Stories
Slash Boxes
Comments

SoylentNews is people

posted by martyb on Friday December 29 2023, @03:13PM   Printer-friendly

New York Times Sues Microsoft, ChatGPT Maker OpenAI Over Copyright Infringement

The New York Times on Wednesday filed a lawsuit against Microsoft and OpenAI, the company behind popular AI chatbot ChatGPT, accusing the companies of creating a business model based on "mass copyright infringement," stating their AI systems "exploit and, in many cases, retain large portions of the copyrightable expression contained in those works:"

Microsoft both invests in and supplies OpenAI, providing it with access to the Redmond, Washington, giant's Azure cloud computing technology.

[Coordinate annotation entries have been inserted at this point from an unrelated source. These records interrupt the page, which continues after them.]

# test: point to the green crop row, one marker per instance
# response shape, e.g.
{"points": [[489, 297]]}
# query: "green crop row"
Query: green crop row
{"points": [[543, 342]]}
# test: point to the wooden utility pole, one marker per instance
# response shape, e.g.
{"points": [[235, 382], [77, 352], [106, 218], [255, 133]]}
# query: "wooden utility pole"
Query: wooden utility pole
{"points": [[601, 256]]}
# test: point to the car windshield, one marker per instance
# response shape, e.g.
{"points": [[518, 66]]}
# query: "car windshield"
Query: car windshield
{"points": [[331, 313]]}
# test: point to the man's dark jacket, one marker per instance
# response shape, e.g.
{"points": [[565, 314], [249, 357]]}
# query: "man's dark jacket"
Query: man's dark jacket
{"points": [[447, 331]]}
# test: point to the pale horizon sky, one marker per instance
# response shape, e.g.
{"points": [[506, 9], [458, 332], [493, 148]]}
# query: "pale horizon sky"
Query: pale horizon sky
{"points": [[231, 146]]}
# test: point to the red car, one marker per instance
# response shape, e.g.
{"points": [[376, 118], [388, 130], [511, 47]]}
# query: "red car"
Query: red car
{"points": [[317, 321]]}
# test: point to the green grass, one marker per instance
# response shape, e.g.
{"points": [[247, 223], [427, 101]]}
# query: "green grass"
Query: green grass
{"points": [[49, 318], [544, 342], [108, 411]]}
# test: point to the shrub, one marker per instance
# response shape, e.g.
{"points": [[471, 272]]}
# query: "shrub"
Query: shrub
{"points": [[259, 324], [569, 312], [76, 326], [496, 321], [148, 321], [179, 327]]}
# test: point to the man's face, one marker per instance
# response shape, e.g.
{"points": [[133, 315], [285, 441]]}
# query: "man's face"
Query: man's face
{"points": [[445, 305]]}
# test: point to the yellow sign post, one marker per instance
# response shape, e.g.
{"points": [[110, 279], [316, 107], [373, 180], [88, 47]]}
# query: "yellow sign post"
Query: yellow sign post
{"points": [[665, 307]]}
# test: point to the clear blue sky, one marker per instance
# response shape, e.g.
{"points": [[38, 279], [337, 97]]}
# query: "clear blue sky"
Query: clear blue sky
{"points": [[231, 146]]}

The publisher said in a filing in the U.S. District Court for the Southern District of New York that it seeks to hold Microsoft and OpenAI to account for the "billions of dollars in statutory and actual damages" it believes it is owed for the "unlawful copying and use of The Times's uniquely valuable works."

[...] The Times said in an emailed statement that it "recognizes the power and potential of GenAI for the public and for journalism," but added that journalistic material should be used for commercial gain with permission from the original source.

"These tools were built with and continue to use independent journalism and content that is only available because we and our peers reported, edited, and fact-checked it at high cost and with considerable expertise," the Times said.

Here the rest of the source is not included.